The audio book needed excellent narration to work, and Imogen Church’s performance of glorious insanity was absolutely perfect. She nailed it.
But there is actually something to these novels. They’re not throwaway lightweights, despite what I’ve just said.
I see, in these novels, fantasies and mental illness are projected onto the real world. Now, you can argue that’s the nature of novels, but you’s be missing the point: the underlying subject is fantasies and mental illness that project into novel’s reality, not the real thing (did I just strangle myself?).
I’ve had the great fortune never to suffer from any mental problems that I could not manage. The couple of times I’ve frightened myself with bizarre behavioural changes, I’ve been able to address them, manage them, and eventually have them fade away. What happened to me was lightweight and managable. I have genuine sympathy for those who cannot do the same.
In Stross’s books, I’ve seen what I felt projected onto the novel’s real world. There’s far more in there that I don’t recognise personally, but that’s not a criticism of the books, merely my fortunately limited experience.
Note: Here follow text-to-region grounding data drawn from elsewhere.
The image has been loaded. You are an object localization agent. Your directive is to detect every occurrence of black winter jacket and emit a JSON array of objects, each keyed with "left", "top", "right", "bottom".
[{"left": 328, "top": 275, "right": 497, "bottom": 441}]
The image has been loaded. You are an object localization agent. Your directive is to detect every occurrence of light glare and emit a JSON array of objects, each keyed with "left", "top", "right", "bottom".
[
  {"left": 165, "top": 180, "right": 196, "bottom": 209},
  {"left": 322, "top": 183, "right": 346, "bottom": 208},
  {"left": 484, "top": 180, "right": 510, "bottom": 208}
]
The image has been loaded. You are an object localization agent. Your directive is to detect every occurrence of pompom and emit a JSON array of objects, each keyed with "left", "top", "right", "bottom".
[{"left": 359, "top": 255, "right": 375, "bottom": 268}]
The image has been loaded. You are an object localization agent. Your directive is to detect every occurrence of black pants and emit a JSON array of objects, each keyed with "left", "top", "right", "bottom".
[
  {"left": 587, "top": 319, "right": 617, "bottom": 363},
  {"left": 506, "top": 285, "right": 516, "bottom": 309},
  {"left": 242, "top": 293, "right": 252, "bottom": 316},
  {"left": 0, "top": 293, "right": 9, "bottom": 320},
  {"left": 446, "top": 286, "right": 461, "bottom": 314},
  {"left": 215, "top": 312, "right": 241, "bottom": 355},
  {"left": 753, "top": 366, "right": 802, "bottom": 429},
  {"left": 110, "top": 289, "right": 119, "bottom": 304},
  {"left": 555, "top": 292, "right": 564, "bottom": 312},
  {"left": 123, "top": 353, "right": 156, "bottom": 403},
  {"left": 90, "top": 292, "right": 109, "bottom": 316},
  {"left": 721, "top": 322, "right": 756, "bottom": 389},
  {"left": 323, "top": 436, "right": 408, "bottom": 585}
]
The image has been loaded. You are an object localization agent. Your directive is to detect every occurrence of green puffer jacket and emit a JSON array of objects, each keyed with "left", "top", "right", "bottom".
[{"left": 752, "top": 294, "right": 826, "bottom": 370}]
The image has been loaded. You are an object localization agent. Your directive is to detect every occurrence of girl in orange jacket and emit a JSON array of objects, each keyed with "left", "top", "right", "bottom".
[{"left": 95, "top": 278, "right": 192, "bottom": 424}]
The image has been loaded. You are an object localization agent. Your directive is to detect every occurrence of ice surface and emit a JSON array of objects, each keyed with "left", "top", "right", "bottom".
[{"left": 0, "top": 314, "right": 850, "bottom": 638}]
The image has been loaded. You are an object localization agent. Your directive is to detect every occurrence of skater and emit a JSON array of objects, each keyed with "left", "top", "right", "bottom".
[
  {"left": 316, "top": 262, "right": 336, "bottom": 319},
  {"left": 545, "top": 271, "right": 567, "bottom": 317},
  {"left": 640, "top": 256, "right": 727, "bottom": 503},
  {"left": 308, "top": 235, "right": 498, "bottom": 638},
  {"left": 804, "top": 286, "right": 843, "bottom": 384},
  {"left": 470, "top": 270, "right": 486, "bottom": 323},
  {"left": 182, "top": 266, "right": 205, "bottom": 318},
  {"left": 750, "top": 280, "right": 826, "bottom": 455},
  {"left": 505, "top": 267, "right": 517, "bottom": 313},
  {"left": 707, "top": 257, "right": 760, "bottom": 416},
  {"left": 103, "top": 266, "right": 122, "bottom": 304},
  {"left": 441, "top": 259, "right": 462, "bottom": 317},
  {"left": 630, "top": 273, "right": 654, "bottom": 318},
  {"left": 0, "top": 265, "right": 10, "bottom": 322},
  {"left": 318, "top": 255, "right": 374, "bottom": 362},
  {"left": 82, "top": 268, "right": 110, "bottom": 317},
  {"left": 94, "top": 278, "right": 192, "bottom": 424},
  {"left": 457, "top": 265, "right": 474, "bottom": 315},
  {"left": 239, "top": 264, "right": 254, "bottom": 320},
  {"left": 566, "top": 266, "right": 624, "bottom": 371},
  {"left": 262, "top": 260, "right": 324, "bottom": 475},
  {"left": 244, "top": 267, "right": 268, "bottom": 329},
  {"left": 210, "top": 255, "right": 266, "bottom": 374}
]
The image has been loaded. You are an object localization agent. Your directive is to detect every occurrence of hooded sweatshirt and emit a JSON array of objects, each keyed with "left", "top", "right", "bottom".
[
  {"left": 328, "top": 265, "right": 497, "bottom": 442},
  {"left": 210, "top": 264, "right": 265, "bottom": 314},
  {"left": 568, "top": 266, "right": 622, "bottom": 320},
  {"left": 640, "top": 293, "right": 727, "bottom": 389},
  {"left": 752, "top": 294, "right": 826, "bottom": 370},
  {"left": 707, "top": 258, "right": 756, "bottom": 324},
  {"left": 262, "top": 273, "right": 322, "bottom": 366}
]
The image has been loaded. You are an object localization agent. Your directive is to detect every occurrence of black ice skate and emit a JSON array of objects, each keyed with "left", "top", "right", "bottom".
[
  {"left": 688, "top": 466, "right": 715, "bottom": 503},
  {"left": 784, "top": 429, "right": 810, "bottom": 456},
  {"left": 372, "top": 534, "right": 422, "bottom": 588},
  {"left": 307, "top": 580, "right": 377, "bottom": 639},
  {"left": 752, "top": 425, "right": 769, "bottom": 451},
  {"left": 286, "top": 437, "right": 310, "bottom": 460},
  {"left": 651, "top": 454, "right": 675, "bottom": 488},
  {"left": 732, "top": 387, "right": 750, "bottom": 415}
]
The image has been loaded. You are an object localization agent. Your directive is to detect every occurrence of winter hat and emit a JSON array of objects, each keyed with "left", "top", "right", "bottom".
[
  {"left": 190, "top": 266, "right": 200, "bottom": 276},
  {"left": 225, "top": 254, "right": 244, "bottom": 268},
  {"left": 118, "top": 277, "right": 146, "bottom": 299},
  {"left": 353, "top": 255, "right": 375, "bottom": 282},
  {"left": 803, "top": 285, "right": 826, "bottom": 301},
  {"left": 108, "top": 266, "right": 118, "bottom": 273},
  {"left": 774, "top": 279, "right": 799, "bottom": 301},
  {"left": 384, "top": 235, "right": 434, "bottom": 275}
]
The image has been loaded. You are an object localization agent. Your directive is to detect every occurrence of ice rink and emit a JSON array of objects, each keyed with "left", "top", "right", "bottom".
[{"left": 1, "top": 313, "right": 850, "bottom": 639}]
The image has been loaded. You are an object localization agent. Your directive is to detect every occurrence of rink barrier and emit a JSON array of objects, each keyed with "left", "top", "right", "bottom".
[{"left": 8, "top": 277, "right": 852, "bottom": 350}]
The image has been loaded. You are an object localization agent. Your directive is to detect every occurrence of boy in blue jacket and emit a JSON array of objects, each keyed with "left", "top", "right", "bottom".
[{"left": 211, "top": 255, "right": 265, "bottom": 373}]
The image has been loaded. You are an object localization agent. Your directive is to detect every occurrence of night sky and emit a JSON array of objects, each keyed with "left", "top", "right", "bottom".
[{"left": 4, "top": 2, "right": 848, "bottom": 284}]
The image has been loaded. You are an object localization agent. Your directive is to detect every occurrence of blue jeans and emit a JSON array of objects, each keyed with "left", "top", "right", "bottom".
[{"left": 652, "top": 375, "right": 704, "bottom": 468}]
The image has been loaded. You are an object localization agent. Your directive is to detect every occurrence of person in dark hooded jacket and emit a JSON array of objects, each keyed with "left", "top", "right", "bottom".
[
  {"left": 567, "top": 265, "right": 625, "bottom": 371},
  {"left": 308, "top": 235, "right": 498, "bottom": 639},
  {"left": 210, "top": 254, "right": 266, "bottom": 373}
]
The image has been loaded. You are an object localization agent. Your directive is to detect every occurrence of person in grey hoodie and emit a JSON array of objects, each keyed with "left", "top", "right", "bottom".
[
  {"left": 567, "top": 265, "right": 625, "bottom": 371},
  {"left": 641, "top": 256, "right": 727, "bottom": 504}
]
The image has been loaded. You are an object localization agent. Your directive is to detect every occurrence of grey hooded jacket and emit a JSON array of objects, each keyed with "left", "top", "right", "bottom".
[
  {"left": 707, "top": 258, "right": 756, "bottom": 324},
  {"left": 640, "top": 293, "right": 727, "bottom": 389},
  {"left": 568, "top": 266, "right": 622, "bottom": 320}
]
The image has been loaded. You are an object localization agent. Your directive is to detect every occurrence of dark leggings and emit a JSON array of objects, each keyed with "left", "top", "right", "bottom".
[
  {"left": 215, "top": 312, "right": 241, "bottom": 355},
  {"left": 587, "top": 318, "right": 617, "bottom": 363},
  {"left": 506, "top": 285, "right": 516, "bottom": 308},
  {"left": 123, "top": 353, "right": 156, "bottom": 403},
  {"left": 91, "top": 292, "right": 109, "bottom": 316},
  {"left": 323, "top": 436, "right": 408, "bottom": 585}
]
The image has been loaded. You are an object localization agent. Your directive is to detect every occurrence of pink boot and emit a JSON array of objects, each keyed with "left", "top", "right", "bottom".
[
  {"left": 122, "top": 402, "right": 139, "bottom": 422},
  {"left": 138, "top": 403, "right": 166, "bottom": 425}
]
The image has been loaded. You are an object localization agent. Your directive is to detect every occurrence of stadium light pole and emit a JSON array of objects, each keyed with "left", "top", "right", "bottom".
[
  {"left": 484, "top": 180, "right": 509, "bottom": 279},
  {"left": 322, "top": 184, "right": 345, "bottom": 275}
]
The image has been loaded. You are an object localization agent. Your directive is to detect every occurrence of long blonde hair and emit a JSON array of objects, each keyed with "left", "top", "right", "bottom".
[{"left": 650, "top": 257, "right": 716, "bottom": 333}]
Hence I see far more to his world building than may first appear.
A core component of this novel is religion. To me, that underlines what I’ve just said. In my understanding of religion, ‘God’ is a collective identity, God is ‘a word for human experience’ (Rev. Klaas Hendrickse). From that perspective, those who believe God is a supernatural being are simply projecting their belief onto reality.
Let me make it clear, I’m not claiming such people are mentally ill; their opinion arises from belief, not illness. I disagree with them, but they’re wrong, not ill. But some do slip.
From what little I know about pre–empirical understanding of mental illness, it wasn’t seen as illness, it was seen as possession by evil pixies. There are unfortunately still some extremely evil people who appear to believe in possession; who pretend magic is not a disembowled corpse. Those are the religious attitudes targetted by Stross.
Stross has introduced demons to daemons, introduced possession to the modern world. And he puts it all where it belongs, disconnected from reality in an immensely fun novel.
These books can be thoroughly enjoyed with the brain turned off, and they can be read thoughtfully, presuming one can ponder whilst riding a panicking mutant dinosaur under antitank fire.